Role of Intrauterine Resuscitation

Intrauterine resuscitation (IUR) refers to the application of certain measures in an attempt to improve both oxygen delivery to the placenta and umbilical blood flow for reversal of fetal hypoxia and acidosis. With a better understanding of the mechanisms at play during acute fetal "distress" in labor, specific IUR maneuvers may be applied to individual patients. Short-lived reductions in fetal oxygenation may be a result of aortocaval compression, uterine hyperstimulation, umbilical cord compression, or maternal hypoxemia. Maneuvers used during such situations include left lateral or knee-chest positioning, discontinuation of oxytocin infusion, supplemental maternal oxygen administration, rapid infusion of crystalloid solution, vasopressor administration to treat hypotension, and terbutaline- or nitroglycerin-induced tocolysis. [55] In addition amnioinfusion may be initiated by the obstetrician.
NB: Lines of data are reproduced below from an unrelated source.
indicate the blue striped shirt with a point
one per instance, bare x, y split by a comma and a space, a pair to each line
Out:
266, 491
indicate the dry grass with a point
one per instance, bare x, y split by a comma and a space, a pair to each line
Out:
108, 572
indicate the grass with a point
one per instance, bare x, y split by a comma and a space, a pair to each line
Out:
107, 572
Although few studies have evaluated the use of IUR in a randomized fashion, its application is increasing dramatically. As anesthesiologists, we may become actively involved in IUR, especially during the establishment of regional analgesia and when urgent delivery of the fetus is required by cesarean section or instrumental delivery.[56] The ability to temporarily improve a problematic FHR can often allow the anesthesiologist to use a neuraxial technique.